Forty minutes into Rangers' mortifying night at Ibrox, Djeidi Gassama won a corner at the Broomloan Stand end and his manager, Russell Martin, applauded on the sideline. The sound of one man clapping was deafening.
Rangers trailed 3-0 at the time, there had been multiple outbreaks of booing and scores of people had already headed home.
When Ibrox turns on its own like this, there's a temptation to put in the earplugs and don the crash helmet. It ain't pretty.
It's as visceral as it gets; loud and vicious, words coming like blades, capable of cutting their target in half. A corner might have done it for the manager, but it wasn't doing it for the masses.
This was in the post, though. Under Martin, Rangers have one way of playing and stout defending isn't a part of it. Not yet at any rate.
Caution is thrown to the wind. Everybody is on the front foot. There's little midfield or defensive discipline, none of the cynicism that you need, little of the physical strength and none of the commanding authority.
They could have shipped five or six in this game.

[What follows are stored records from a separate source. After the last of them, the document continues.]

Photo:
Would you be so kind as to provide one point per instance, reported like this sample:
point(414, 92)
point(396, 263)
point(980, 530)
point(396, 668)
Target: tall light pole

Rangers had negotiated ties with Panathinaikos and Viktoria Plzen in previous weeks and, while there was praise for getting through, the realists weren't blind to the luck they experienced along the way.
Poor defending unpunished. Crosses not headed away. Runners not picked up. A goalkeeper making save upon save. Space given up. Attackers missing sitters. Chickens tend to come home to roost, though.